Ses commentaires font écho aux propos du porte-parole de la Maison Blanche chargé de la sécurité nationale, John Kirby.

« Il y aura des gens qui y croiront, même si c’est ridicule et stupide », a déclaré Kirby. « Et ils pourraient agir sur la base de ce genre d’informations, et agir d’une manière qui pourrait blesser quelqu’un. Il faut donc que cela cesse. »

Quel est le contexte plus large des Haïtiens dans l’Ohio et aux États-Unis ?

Springfield, une ville d’environ 60 000 habitants, a vu sa population haïtienne augmenter ces dernières années. Il est impossible de donner un chiffre exact, selon la municipalité, mais elle estime que le comté de Springfield compte une population immigrée globale de 15 000 personnes.

La ville affirme également que les immigrants haïtiens sont présents légalement dans le pays, grâce à un programme fédéral qui leur permet de rester temporairement dans le pays.

Le mois dernier, l’administration Biden a accordé le statut juridique temporaire à environ 300 000 Haïtiens déjà présents aux États-Unis, car les conditions en Haïti sont considérées comme dangereuses pour leur retour. Le gouvernement haïtien a étendu l’état d’urgence à l’ensemble du pays en raison de la violence endémique des gangs.
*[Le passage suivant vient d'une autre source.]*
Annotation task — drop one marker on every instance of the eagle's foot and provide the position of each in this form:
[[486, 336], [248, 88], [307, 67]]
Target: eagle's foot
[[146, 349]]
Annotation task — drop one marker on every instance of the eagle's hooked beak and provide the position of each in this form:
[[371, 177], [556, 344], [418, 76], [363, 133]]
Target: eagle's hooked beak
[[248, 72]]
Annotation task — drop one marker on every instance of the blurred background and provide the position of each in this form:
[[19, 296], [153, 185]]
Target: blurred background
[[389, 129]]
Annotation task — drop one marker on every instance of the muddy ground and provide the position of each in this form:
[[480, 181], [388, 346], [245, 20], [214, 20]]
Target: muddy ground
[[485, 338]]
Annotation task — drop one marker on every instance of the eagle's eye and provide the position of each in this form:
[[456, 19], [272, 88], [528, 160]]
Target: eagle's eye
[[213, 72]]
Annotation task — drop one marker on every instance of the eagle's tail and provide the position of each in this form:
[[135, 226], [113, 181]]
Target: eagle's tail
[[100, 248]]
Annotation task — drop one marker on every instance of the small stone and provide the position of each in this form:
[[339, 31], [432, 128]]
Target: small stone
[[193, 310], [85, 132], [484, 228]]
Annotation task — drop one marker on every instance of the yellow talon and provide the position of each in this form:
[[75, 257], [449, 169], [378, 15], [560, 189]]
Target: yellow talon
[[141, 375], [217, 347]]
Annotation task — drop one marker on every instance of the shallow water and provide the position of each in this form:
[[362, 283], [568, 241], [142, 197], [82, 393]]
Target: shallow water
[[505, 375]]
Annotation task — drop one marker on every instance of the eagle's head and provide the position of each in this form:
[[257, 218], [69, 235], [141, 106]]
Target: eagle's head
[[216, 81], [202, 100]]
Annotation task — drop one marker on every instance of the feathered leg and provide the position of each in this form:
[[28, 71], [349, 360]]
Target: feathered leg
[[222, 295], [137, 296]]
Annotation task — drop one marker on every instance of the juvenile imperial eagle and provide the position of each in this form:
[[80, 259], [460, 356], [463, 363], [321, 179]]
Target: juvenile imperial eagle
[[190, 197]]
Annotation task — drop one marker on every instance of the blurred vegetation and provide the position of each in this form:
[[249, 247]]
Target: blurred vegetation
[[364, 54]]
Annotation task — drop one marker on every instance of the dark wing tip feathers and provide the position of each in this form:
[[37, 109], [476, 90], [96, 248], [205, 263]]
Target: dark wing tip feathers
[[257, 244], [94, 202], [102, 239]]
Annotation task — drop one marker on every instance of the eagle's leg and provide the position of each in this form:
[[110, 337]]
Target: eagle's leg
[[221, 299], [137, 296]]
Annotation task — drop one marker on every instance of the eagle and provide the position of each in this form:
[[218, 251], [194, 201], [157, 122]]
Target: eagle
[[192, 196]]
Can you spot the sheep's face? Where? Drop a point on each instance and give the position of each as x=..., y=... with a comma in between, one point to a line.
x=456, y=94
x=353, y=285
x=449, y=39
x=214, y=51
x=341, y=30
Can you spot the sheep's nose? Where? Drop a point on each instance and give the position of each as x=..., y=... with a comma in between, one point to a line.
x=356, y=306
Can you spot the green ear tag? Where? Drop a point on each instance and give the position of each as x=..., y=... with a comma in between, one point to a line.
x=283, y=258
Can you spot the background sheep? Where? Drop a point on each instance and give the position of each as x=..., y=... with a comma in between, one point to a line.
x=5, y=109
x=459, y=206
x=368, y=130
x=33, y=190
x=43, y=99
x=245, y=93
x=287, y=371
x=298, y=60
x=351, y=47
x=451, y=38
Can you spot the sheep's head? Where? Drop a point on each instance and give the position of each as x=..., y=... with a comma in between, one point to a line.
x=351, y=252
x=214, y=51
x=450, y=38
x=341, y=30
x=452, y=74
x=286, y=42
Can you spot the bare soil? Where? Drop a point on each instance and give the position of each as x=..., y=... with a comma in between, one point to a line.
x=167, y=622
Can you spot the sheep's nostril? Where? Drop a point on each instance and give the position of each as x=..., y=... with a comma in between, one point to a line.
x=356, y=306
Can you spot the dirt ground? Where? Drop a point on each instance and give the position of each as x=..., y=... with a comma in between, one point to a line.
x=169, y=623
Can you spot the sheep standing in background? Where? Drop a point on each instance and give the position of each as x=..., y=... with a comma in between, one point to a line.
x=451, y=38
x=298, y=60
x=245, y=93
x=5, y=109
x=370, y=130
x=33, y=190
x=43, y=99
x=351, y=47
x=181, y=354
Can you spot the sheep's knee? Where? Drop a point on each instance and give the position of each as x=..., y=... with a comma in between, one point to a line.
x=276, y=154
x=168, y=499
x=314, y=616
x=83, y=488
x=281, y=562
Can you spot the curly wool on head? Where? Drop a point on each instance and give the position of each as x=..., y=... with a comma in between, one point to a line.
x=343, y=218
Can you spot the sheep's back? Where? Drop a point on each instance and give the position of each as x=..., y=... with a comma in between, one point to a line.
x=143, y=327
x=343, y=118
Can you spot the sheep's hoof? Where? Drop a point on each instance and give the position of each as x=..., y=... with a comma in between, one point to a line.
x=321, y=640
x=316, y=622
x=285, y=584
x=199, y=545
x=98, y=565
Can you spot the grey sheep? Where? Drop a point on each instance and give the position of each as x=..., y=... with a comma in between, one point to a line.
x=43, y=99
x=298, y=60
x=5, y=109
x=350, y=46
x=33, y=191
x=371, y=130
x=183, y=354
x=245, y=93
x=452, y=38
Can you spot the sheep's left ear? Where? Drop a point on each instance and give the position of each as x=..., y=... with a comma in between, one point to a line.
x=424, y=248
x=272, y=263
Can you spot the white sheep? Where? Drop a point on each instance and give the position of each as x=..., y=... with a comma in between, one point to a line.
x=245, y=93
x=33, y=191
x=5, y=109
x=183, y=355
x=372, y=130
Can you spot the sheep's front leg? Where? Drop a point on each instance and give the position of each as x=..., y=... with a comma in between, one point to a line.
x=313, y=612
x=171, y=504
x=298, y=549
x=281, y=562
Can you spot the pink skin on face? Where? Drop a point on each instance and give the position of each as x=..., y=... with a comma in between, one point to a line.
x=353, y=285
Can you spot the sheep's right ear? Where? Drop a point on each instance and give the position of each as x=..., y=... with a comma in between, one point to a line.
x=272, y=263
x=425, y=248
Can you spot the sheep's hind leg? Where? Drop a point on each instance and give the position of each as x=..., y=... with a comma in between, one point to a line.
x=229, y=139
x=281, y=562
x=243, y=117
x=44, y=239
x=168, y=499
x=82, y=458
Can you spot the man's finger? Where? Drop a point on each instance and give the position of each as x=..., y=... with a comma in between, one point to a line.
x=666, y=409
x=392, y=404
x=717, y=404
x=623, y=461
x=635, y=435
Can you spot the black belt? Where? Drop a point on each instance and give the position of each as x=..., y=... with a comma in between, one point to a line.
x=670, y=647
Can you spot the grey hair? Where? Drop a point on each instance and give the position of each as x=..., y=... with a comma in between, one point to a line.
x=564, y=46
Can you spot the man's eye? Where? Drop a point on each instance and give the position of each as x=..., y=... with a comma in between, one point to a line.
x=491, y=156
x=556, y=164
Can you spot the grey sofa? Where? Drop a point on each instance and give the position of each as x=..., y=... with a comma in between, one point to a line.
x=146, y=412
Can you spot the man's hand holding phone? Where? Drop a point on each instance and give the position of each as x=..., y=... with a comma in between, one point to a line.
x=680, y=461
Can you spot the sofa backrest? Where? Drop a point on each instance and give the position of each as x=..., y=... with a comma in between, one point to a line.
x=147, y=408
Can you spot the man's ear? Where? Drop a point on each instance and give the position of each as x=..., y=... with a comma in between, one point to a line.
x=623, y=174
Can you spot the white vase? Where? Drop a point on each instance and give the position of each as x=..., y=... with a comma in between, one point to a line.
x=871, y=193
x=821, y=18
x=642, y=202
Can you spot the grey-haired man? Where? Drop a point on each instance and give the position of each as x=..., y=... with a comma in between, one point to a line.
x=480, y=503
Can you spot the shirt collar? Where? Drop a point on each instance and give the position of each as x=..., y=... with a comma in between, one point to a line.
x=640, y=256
Une autre question qui surgit et est soulevée par Trump Dans un courriel envoyé lundi, il est question de la mort d’un garçon de 11 ans, survenue le 20 août 2023, après qu’un véhicule conduit par un immigré d’Haïti a heurté l’autobus scolaire du garçon. Après cela, les résidents exigeant des réponses sur la communauté immigrée se sont exprimés lors des réunions du conseil municipal.